So....Monday night things seemed to turn around. He snapped at me Monday afternoon, but later that night he apologized and insisted that I go out with him to celebrate a co-worker's birthday. He said that I've been too depressed lately and that I needed to get out of the house to cheer me up. The next couple days he was affectionate and paid attention to me. He even stopped playing Black Ops for a little bit so we could watch movies and spend time together. Now its the end of the week and we're back to the same old routine. He sleeps during the day, goes to work, then comes home and gets right onto the xbox. I got tired of waiting for him to spend some time with me so I went to bed. He woke me up because we were out of toilet paper in the bathroom so I had to get some for him, and now he's mad at me for being moody. His exact words were "what the f*ck ever. I'm tired of this sh*t." So now I'm upstairs in bed lonlier than ever and no one to talk to. I feel like I'm at the point of giving up, but even that isnt an option as I have no where else to go and no one to run to if I do. I just dont know what to do now at this point. Is it too much to ask for some time with my husband?


----------



## major misfit (Oct 17, 2010)

NO...it's not wrong of you to want time with your husband. And he seriously woke you up over toilet paper? That toilet paper commercial comes to mind where the wife throws the roll at him and it shaves off part of his hair. 

I'm going to hazard a guess that you've tried talking to him? Not getting emotional when you do. Something about getting all emotional when you're trying to have one of "those" discussions..seems to make things go awry.

I'm sorry that you're so alone, and that you're dealing with this. If it were me, I'd still want to know about his "activities", though.


----------



## 4sure (Aug 8, 2010)

Make friends of your own. Work, gym, volunteer your time. Stop revolving your whole life around him. I can't believe I'm gonna say this, but break the darn x-box. Then see how he spends his time.


----------



## Trooper (Oct 21, 2010)

Sounds like my situation and many others I have read here. I also have a lot of suspicions, but am only working part time lately and don't really have the money to do the "investigating" I need to do. 

However, I have realized that in the past my "gut" feelings have usually turned out to be right. You can't ignore that feeling you have that something is wrong. Somehow we often seem to just know, even without evidence. 

I also have been making up reasons as to why I can't find out what he is doing and my counselor recently told me she thinks it's because I really am just not ready to know. I realized she is right. I don't have a lot of excess cash now (understatement of the year) but I have decided that on my husband's next vacation with the guys (he now goes on vacation with his guy friends once or twice a year) I am going to hire a private detective to finally find out what really goes on. I will open a new credit card, borrow money from a relative, or save up cash each week until he goes - whatever I have to do, but I am going to find out once and for all. Sometimes you just don't want to face the truth but you will have to at some point. 

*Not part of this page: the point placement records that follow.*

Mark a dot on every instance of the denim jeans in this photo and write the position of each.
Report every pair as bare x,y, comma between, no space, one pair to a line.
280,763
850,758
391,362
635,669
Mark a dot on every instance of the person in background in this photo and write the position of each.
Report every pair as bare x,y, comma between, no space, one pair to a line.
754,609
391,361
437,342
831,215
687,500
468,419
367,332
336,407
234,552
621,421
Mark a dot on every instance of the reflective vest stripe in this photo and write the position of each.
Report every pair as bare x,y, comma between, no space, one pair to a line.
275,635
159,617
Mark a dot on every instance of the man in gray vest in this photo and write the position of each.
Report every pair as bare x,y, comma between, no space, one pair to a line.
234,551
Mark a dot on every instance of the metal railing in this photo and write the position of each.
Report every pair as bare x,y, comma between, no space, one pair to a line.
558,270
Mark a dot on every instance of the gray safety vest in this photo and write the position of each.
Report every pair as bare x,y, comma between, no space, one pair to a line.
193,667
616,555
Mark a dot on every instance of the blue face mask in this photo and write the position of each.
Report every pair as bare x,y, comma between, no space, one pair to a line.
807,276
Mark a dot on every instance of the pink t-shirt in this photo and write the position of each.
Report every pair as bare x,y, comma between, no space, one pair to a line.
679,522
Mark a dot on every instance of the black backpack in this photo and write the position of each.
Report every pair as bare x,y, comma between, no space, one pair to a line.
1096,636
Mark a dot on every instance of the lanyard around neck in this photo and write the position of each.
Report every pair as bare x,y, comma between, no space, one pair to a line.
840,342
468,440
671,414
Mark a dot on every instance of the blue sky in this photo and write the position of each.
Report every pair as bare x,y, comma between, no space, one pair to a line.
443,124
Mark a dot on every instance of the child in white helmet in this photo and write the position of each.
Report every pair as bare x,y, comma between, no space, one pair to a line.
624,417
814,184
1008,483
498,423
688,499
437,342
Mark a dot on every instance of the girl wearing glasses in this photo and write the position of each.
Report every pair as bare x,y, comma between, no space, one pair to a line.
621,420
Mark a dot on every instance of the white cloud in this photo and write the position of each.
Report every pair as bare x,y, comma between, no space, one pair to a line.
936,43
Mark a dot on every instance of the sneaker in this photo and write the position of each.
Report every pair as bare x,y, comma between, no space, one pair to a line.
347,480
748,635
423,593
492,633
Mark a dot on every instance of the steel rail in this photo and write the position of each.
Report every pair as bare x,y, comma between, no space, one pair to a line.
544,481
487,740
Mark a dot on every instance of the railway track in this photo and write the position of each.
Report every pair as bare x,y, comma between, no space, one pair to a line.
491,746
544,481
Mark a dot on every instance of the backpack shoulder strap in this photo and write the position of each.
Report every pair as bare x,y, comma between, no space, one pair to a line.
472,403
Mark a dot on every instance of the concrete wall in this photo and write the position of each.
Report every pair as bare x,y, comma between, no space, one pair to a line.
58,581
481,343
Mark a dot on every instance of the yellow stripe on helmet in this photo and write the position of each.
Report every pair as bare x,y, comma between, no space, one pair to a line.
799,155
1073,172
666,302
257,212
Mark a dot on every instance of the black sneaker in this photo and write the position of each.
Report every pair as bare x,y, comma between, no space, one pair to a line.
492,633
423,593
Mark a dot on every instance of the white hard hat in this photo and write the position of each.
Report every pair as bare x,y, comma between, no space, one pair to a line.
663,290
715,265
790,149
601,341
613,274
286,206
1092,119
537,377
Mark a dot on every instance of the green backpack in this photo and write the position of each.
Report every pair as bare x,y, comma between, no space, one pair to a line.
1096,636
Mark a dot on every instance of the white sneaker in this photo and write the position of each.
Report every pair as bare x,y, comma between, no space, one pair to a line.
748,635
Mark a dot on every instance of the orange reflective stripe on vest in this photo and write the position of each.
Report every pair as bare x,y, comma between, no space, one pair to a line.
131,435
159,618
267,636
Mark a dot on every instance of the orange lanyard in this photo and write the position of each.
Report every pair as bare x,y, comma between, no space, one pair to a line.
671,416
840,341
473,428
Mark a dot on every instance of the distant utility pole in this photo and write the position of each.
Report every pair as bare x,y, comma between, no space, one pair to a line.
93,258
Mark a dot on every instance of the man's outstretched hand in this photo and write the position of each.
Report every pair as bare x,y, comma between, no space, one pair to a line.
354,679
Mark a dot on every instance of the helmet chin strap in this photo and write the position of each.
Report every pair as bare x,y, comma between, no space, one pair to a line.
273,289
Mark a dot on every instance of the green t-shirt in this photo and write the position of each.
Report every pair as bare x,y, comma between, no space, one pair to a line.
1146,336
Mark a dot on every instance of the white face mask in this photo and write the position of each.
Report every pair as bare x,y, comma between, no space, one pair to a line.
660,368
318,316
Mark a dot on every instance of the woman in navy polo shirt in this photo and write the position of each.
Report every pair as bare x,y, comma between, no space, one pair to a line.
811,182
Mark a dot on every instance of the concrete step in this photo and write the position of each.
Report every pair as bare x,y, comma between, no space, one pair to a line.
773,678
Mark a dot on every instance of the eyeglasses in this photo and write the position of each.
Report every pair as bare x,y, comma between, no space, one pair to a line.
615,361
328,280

Good luck, I know how you feel and it's a horrible feeling.


----------



## alphaomega (Nov 7, 2010)

Trooper said:


> Sounds like my situation and many others I have read here. I also have a lot of suspicions, but am only working part time lately and don't really have the money to do the "investigating" I need to do.
> 
> However, I have realized that in the past my "gut" feelings have usually turned out to be right. You can't ignore that feeling you have that something is wrong. Somehow we often seem to just know, even without evidence.
> 
> ...


Trooper,
If your going to save up all that money, then don't hire a PI. Go to some tropical island all by yourself on an all-inclusive vacation, have fun, and enjoy yourself. When your there, DON'T call your husband, ever. Detach, and let HIM wonder what you are doing for once.
This would be a much better use of that money than a PI. There's a lot of free keyloggers out there. Just do a search, or join a "computer geek" forum, and ask what your "free" options are on how to "snoop" on someone. Computer geeks like a challenge, and you'll have more than enough of them giving you free advise.


----------



## Lazarus (Jan 17, 2011)

A marriage, a relationship is about sharing. If he is not sharing, you don't have a happy relationship, or marriage. 

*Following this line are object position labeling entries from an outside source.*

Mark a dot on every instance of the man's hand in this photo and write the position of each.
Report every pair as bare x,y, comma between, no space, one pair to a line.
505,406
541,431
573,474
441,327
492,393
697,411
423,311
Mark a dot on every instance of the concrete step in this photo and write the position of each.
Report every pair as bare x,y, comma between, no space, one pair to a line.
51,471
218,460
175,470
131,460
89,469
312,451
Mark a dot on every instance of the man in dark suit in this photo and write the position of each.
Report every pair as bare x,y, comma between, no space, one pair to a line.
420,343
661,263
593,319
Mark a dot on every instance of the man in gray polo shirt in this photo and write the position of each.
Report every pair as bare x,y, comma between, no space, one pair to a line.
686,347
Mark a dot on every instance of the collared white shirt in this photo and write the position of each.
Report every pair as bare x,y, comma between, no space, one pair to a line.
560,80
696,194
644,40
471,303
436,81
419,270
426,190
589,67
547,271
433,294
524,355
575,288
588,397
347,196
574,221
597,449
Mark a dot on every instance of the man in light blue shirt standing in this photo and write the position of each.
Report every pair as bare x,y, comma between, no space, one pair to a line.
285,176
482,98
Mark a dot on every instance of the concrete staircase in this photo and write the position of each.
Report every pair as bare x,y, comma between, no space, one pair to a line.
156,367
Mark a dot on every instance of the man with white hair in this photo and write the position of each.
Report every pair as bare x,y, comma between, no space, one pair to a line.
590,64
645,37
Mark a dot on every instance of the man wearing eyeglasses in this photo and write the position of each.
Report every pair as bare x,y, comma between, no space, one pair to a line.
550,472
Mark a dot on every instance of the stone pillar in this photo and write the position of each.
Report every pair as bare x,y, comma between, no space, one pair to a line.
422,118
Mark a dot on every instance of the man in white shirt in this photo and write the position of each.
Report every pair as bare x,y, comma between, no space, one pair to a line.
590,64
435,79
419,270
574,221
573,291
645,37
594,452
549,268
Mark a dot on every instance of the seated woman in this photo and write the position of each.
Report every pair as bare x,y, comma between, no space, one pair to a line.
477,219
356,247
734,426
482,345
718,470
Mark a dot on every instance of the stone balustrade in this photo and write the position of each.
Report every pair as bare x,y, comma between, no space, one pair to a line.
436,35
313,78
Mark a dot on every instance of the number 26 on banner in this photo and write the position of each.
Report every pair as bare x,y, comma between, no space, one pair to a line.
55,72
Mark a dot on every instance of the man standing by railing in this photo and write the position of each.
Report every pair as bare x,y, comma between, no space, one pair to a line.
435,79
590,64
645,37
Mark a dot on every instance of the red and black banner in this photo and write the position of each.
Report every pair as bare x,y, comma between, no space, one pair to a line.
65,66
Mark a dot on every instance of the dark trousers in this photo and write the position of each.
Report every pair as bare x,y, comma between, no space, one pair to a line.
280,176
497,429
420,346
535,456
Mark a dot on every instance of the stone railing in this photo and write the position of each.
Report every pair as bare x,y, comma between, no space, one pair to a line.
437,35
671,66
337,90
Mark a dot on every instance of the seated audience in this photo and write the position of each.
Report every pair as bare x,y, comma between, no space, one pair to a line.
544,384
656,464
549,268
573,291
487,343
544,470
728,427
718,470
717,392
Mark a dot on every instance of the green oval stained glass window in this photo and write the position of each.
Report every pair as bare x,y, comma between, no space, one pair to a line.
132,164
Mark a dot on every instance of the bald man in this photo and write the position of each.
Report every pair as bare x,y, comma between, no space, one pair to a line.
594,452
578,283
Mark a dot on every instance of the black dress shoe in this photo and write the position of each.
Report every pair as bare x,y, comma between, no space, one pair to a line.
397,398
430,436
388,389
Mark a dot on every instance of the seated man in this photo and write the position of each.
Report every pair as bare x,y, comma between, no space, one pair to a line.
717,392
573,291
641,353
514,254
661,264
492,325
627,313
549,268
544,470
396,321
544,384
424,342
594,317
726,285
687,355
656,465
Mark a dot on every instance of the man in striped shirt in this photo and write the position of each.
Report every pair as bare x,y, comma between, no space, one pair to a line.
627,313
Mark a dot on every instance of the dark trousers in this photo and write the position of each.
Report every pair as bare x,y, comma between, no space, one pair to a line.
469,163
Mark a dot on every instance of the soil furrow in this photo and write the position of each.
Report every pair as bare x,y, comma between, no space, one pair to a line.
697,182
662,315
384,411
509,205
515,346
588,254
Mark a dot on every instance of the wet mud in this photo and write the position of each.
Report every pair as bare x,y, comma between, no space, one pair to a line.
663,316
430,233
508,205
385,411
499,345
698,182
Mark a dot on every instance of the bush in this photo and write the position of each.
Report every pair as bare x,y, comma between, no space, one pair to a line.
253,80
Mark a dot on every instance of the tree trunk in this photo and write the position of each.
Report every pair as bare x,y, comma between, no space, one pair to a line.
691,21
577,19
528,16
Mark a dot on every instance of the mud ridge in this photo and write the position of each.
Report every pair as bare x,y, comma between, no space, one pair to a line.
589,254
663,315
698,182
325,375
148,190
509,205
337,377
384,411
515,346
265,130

He is not sharing his life. Tell him your marriage sucks and he has to open up or you are outta here. 

If he values you and cares for you he should waken up, that's if he is listening and not on the Xbox. Switch off the box and get his undivided attention but before the challenge, make sure you have checked the phone bills, the credit card bills and looked for evidence and have a plan B to make a safe exit. If he wants you, he needs to see that not sharing means there can be no happiness and it won't work.

Based on what you have written he seems a selfish man, into what he wants. All about him, not about you or both of your needs.

Tell him in no uncertain terms, after preparing plan B of course.


----------



## TBT (Dec 20, 2011)

This is a pretty old thread.


----------